Chimie responsable et environnement – Uniteq s’engage

L’extincteur est avant tout un appareil rempli de produits chimiques destiné à larguer son contenu dans la nature lors de son utilisation sur un feu, mais également sujet à une obligation légale de maintenance périodique avec remplacement de la charge extinctrice.

La maintenance d’un extincteur est donc productrice de déchets chimiques.

Devant cette problématique, 2 philosophies s’affrontent :

– D’un côté, certains acteurs se focalisent essentiellement sur la biodégradabilité de l’agent extincteur , tel que mesuré par le test OECD 302B. Cet indicateur est intéressant mais incomplet car il ne prend pas en compte l’impact causé par la biodégradation du produit sur son environnement immédiat.

Le message induit auprès du consommateur final est donc perverti, et pourrait être résumé comme suit : « vous pouvez déverser le contenu de l’extincteur dans la nature, dans 28 jours, 99% sera déjà biodégradé », or le déversement de produits chimiques dans la nature, même fortement biodégradable, n’est pas anodin.

À titre d’exemple, une biodégradation trop rapide va augmenter ponctuellement la demande chimique en oxygène (DCO) ainsi que la demande biologique en oxygène (DBO) avec pour conséquence la raréfaction de l’oxygène dans le milieu aquatique local et donc un risque létal pour la vie aquatique.

Un produit chimique fortement biodégradable peut donc tuer par asphyxie les poissons et autres organismes marins en consommant tout l’oxygène disponible lors de sa biodégradation, par ailleurs il est peu probable que les adeptes de cette approche se portent volontaires pour consommer l’eau de leurs extincteurs, même après 99% de biodégradation !

– D’un autre côté, il existe une pression sociétale pour une chimie responsable et pour une économie de ressources par le recyclage lorsque c’est possible.

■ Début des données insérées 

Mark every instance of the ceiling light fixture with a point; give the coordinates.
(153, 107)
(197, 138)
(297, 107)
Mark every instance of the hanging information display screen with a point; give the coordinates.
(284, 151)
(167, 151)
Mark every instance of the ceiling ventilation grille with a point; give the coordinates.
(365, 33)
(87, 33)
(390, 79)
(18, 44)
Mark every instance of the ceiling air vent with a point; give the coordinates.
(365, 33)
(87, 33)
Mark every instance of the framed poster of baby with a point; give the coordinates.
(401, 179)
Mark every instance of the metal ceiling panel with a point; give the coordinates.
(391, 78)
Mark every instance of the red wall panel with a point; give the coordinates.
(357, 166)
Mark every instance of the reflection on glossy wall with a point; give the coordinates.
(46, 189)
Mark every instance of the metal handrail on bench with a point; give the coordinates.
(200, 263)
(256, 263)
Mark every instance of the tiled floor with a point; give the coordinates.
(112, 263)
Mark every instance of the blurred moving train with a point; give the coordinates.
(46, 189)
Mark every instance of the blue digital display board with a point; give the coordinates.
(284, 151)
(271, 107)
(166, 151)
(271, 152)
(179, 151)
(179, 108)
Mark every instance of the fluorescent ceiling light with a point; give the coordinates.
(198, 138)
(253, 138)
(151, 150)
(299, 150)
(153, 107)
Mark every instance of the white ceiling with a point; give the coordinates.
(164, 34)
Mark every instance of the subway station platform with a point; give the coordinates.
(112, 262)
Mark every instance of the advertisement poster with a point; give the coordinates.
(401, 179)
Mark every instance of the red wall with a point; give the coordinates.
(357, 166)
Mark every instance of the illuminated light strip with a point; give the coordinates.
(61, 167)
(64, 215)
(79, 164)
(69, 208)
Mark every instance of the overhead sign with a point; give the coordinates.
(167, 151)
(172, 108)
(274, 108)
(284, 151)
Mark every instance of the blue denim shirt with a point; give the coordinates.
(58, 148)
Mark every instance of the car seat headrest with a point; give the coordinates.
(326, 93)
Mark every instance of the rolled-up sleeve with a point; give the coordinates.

Le papier, le verre, les métaux, les plastiques sont déjà couramment recyclés et revalorisés ; cette action est acceptée et fortement encouragée dans notre société moderne, c’est même le sens de l’histoire.

Chez UNITEQ, nous pensons que la chimie responsable est celle qui est capable de reprendre et recycler les produits en fin de vie pour éviter la destruction par incinération ou le déversement non accidentel dans la nature.

Suivant cette philosophie, UNITEQ a déposé un brevet portant sur la première solution extinctrice recyclable, le BSX eco+, premier produit de la gamme UNITEQ go green.

Un circuit de collecte et de revalorisation vers une utilisation autre que les produits anti-feu est donc en cours de mise en place.